Dalam hal tidak ada akta kelahiran atau surat kenal lahir,
dapat dipergunakan surat keterangan yang menyatakan umur
dan asal-usul calon mempelai yang diberikan oleh Kepala
Desa atau yang setingkat dengan itu;
b. Keterangan mengenai nama, agama/kepercayaan, pekerjaan
dan tempat tinggal orang tua calon mempelai;
c. Izin tertulis/izin Pengadilan sebagai dimaksud dalam Pasal 6
ayat(2),(3),(4) dan (5) Undang-undang, apabila salah seorang
calon mempelai atau keduanya belum mencapai umur 21
(dua puluh satu) tahun;
d. Izin Pengadilan sebagai dimaksud Pasal 4 Undang-undang;
dalam hal calon mempelai adalah seorang suami yang masih
mempunya isteri;
e. Dispensasi Pengadilan/Pejabat sebagai dimaksud Pasal 7
ayat (2) Undang-undang;
f. Surat kematian isteri atau suami yang terdahulu atau dalam
hal perceraian surat keterangan perceraian, bagi perkawinan
untuk kedua kalinya atau lebih;
g. Izin tertulis dari Pejabat yang ditunjuk oleh Menteri
HANKAM/PANGAB, apabila salah seorang calon
mempelai atau keduanya anggota Angkatan Bersenjata ;
h.

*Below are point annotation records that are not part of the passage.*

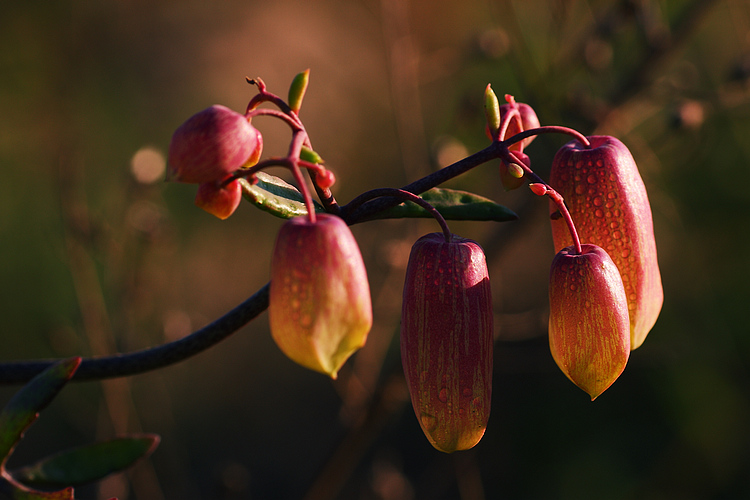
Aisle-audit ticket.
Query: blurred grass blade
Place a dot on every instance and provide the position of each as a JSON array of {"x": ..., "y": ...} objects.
[
  {"x": 453, "y": 205},
  {"x": 87, "y": 464},
  {"x": 275, "y": 196},
  {"x": 24, "y": 407},
  {"x": 16, "y": 491}
]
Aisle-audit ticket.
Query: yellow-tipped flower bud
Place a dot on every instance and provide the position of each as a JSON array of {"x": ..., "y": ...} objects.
[
  {"x": 320, "y": 310},
  {"x": 589, "y": 327}
]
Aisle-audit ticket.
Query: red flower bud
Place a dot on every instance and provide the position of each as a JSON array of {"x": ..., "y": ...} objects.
[
  {"x": 609, "y": 205},
  {"x": 217, "y": 199},
  {"x": 446, "y": 340},
  {"x": 320, "y": 310},
  {"x": 589, "y": 327},
  {"x": 211, "y": 145}
]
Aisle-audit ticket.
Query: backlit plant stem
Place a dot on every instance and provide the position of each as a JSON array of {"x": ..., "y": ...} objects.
[{"x": 406, "y": 195}]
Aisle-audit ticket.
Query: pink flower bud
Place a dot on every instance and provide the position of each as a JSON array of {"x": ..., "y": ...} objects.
[
  {"x": 211, "y": 145},
  {"x": 446, "y": 340},
  {"x": 589, "y": 327},
  {"x": 609, "y": 205},
  {"x": 219, "y": 200},
  {"x": 320, "y": 310}
]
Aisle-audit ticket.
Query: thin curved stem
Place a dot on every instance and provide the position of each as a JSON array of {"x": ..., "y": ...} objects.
[
  {"x": 556, "y": 197},
  {"x": 121, "y": 365},
  {"x": 549, "y": 129},
  {"x": 356, "y": 214},
  {"x": 406, "y": 195}
]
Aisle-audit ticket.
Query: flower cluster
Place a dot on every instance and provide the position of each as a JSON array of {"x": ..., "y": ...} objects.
[{"x": 605, "y": 289}]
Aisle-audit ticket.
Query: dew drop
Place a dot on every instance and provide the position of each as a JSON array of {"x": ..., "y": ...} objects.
[{"x": 429, "y": 422}]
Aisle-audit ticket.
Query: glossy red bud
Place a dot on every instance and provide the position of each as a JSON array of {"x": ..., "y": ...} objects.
[
  {"x": 218, "y": 199},
  {"x": 446, "y": 340},
  {"x": 211, "y": 145},
  {"x": 589, "y": 326},
  {"x": 320, "y": 311},
  {"x": 607, "y": 199}
]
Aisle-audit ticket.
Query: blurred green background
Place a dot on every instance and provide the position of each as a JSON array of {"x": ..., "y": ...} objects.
[{"x": 97, "y": 256}]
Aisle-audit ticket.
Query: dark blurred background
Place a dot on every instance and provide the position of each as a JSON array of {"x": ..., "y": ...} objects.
[{"x": 98, "y": 255}]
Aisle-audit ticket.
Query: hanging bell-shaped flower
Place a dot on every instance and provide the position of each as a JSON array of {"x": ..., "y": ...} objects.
[
  {"x": 320, "y": 311},
  {"x": 589, "y": 327},
  {"x": 447, "y": 338},
  {"x": 608, "y": 202}
]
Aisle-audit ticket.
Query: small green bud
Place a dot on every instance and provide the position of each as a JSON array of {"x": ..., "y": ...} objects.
[
  {"x": 297, "y": 90},
  {"x": 491, "y": 109}
]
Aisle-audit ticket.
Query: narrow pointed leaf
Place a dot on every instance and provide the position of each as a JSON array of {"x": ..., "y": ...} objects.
[
  {"x": 453, "y": 205},
  {"x": 23, "y": 409},
  {"x": 275, "y": 196},
  {"x": 87, "y": 464},
  {"x": 297, "y": 90},
  {"x": 9, "y": 488}
]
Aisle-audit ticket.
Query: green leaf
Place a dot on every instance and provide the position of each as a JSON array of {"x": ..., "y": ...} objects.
[
  {"x": 453, "y": 205},
  {"x": 10, "y": 488},
  {"x": 87, "y": 464},
  {"x": 297, "y": 90},
  {"x": 23, "y": 409},
  {"x": 275, "y": 196}
]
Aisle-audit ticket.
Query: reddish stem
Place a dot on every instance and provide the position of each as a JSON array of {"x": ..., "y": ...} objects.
[{"x": 549, "y": 129}]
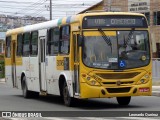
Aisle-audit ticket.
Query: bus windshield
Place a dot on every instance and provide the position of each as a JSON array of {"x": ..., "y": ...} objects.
[{"x": 128, "y": 49}]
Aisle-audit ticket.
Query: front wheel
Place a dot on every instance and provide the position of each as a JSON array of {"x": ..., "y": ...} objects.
[
  {"x": 123, "y": 100},
  {"x": 68, "y": 100}
]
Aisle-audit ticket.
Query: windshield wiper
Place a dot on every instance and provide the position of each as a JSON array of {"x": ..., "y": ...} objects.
[
  {"x": 129, "y": 38},
  {"x": 106, "y": 38}
]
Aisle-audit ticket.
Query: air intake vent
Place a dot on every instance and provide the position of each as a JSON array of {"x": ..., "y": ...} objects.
[{"x": 118, "y": 90}]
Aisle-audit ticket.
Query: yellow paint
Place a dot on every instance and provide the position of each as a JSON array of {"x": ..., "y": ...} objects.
[{"x": 98, "y": 33}]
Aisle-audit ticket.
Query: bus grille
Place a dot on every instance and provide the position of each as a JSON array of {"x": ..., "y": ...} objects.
[
  {"x": 117, "y": 75},
  {"x": 118, "y": 90}
]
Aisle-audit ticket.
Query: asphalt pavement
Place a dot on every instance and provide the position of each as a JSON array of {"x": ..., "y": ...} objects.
[{"x": 155, "y": 87}]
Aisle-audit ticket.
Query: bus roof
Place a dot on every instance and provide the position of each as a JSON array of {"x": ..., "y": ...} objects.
[{"x": 65, "y": 20}]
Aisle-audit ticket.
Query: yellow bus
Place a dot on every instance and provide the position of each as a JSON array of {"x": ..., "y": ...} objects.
[{"x": 89, "y": 55}]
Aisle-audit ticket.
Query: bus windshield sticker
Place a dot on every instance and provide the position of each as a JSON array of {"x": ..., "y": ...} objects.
[{"x": 114, "y": 21}]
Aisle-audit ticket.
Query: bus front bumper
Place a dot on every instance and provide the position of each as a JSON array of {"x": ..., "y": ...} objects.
[{"x": 88, "y": 91}]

Surat kuasa otentik atau di bawah tangan yang disahkan oleh
Pegawai Pencatat, apabila salah seorang calon mempelai atau
keduanya tidak dapat hadir sendiri karena sesuatu alasan
yang penting, sehingga mewakilkan kepada orang lain.
Pasal 7
1. Hasil penelitian sebagai dimaksud Pasal 6, oleh Pegawai
Pencatat ditulis dalam sebuah daftar yang diperuntukkan
untuk itu.
2. Apabila ternyata dari hasil penelitian terdapat halangan
perkawinan sebagai dimaksud Undang-undang dan atau
belum dipenuhinya persyaratan tersebut dalam Pasal 6 ayat
(2) Peraturan Pemerintah ini, keadaan itu segera
diberitahukan kepada calon mempelai atau kepada orang tua
atau kepada wakilnya.
Pasal 8
Setelah dipenuhinya tatacara dan syarat-syarat pemberitahuan
serta tiada sesuatu halangan perkawinan, Pegawai Pencatat
menyelenggarakan pengumuman tentang pemberitahuan
kehendak melangsungkan perkawinan dengan cara
menempelkan surat pengumuman menurut formulir yang
ditetapkan pada kantor Pencatatan Perkawinan pada suatu
tempat yang sudah ditentukan dan mudah dibaca oleh umum.
Pasal 9
Pengumuman ditandatangani oleh Pegawai Pencatat dan memuat
:
a) Nama, umur, agama/kepercayaan, pekerjaan, tempat
kediaman dari calon mempelai dan dari orang tua calon
mempelai; apabila salah seorang atau keduanya pernah
kawin disebutkan nama isteri dan atau suami mereka
terdahulu ;
b) Hari, tanggal, jam dan tempat perkawinan akan
dilangsungkan.
Pasal 10
1. Perkawinan dilangsungkan setelah hari kesepuluh sejak
pengumuman kehendak perkawinan oleh Pegawai Pencatat
seperti yang dimaksud dalam Pasal 8 Peraturan Pemerintah
ini.
2. Tatacara perkawinan dilakukan menurut hukum masing-
masing agamanya dan kepercayaannya itu.
3. Dengan mengindahkan tatacara perkawinan menurut
masing-masing hukum agamanya dan kepercayaannya itu,
perkawinan dilaksanakan dihadapan Pegawai Pencatat dan
dihadiri oleh dua orang saksi.
Pasal 11
1. Sesaat sesudah dilangsungkannya perkawinan sesuai dengan
ketentuan-ketentuan Pasal 10 Peraturan Pemerintah ini,
kedua mempelai menandatangani akta perkawinan yang
telah disiapkan oleh Pegawai Pencatat berdasarkan ketentuan
yang berlaku.
2. Akta perkawinan yang telah ditandatangani oleh mempelai
itu, selanjutnya ditandatangani pula oleh kedua saksi dan
Pegawai Pencatat yang menghadiri perkawinan dan bagi
yang melangsungkan perkawinan menurut agama Islam,
ditandatangani pula oleh wali nikah atau yang mewakilinya.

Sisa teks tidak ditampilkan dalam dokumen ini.